Contudo, quando ninguém esperava, o pugilista provou ser um lutador – literalmente – e o seu empenho e perícia contribuíram para que se tornasse num símbolo de heroísmo e persistência.
Baseando-se nestes factos, “Cinderella Man” tem reunidas as condições para ser mais um filme centrado no triunfo sobre a adversidade, e é precisamente isso em que acaba por se tornar, apresentando mais um concentrado de esperança, optimismo e obstinação habitual no cinema mainstream norte-americano (e descaradamente orientado para os Óscares).
Esse elemento não é necessariamente mau, mas quando o mentor do projecto é alguém como Ron Howard os resultados dificilmente seriam os mais criativos e ousados. De facto, a película só a espaços consegue afastar-se do esquematismo que domina tantas outras obras do género, e aqui sofre ainda mais dessa tipificação ao apostar nos clichés dos “filmes de boxe”. Ou seja, uma lógica linear onde o espectador sabe que a fase inicial, geralmente amargurada, logo conduzirá a um desenlace próspero e profícuo.
Howard segue essa via formatada, e se até o faz com alguma competência – o ambiente de época está bem recriado, a fotografia e a banda-sonora não comprometem, o elenco (onde constam Russell Crowe, Rennée Zellweger ou Paul Giamatti) cumpre -, não evita cair na previsibilidade, apresentando personagens planas, um trabalho de realização sem rasgos e um argumento que raramente surpreende.

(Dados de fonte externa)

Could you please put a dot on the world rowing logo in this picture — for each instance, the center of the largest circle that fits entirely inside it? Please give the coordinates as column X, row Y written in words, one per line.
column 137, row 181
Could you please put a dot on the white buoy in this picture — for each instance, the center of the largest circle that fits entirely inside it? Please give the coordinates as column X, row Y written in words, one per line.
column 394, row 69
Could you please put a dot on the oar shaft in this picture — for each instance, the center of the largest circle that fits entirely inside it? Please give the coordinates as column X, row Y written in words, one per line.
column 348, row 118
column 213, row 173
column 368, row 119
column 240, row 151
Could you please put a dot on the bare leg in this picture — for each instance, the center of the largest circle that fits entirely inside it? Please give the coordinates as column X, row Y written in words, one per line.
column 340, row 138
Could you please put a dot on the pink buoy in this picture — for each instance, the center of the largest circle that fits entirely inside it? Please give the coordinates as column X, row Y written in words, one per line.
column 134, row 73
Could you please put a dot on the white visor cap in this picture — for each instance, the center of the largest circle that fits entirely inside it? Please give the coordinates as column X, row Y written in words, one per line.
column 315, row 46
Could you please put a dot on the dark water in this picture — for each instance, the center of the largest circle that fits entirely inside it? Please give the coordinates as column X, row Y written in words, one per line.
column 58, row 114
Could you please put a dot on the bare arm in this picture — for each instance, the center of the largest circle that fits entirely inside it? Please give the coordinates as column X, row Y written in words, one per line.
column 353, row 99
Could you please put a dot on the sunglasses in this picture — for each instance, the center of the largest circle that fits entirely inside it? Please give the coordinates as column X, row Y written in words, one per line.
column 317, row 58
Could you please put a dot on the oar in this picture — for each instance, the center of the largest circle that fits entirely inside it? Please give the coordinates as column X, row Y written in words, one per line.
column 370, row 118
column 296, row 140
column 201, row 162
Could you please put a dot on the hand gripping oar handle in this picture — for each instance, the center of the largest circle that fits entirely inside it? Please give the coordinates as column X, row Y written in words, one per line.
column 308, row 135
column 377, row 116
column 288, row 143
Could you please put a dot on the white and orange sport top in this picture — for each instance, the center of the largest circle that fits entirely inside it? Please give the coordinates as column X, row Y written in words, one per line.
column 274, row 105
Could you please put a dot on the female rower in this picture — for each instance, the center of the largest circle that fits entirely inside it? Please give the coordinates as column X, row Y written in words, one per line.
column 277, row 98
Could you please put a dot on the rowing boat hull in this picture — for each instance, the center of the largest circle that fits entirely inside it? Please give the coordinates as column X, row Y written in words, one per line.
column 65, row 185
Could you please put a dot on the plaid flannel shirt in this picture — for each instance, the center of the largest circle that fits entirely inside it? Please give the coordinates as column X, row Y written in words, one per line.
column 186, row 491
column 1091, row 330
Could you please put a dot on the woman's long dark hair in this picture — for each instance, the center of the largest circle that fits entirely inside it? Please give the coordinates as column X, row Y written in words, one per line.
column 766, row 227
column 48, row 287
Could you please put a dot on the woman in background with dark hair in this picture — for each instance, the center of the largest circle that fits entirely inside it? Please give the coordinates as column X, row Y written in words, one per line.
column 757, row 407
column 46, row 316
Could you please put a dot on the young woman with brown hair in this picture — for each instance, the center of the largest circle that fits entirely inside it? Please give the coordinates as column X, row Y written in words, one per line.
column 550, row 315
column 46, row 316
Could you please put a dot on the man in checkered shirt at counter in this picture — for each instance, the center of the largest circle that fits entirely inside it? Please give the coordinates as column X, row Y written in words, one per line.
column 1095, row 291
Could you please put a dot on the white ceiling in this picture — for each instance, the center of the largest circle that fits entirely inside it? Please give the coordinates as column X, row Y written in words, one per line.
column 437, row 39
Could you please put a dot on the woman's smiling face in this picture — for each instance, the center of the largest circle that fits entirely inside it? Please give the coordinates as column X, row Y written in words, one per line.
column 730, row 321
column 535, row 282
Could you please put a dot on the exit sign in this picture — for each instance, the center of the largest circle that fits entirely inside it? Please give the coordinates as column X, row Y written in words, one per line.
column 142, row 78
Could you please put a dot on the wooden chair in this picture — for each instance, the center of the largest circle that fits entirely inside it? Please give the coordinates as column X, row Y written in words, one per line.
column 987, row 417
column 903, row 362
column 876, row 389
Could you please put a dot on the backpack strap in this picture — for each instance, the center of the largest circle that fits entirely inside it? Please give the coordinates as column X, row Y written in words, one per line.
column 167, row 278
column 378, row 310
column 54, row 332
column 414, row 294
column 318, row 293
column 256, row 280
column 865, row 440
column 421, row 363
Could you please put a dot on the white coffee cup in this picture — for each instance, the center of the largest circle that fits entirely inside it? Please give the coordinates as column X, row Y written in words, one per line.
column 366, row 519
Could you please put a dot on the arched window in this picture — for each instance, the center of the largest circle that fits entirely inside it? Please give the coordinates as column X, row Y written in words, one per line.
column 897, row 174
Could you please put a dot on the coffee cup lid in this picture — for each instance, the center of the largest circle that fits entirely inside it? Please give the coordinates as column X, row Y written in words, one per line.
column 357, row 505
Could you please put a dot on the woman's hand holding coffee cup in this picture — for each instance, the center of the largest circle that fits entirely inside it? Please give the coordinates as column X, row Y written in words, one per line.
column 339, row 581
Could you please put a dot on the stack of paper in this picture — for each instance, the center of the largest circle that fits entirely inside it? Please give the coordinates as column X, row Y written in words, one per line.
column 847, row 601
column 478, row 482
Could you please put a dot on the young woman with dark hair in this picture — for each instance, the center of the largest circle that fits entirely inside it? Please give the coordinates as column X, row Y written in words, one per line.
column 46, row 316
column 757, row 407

O maior problema, no entanto, é o da narrativa desigual, pois se os primeiros momentos do filme ainda expõem alguma fluidez a última meia-hora, uma sucessão de combates carregados de intermináveis pontos supostamente climáticos (que apenas geram uma tensão forçada e até manipuladora), faz com que os momentos que antecedem o desenlace sejam bastante redundantes e enfadonhos, atirando decididamente o filme para a mediania.
“Cinderella Man”, não obstante uma ou outra cena mais conseguida, é um título que não se afasta muito das obras habituais de Howard: produtos suficientemente eficazes, politicamente correctos, inofensivos, sem considerável marca autoral e que pouco trazem de novo ao Cinema. A vantagem é que também dificilmente insultam – pelo menos de forma gritante – a inteligência do espectador, o que nos dias de hoje já é um factor a salientar.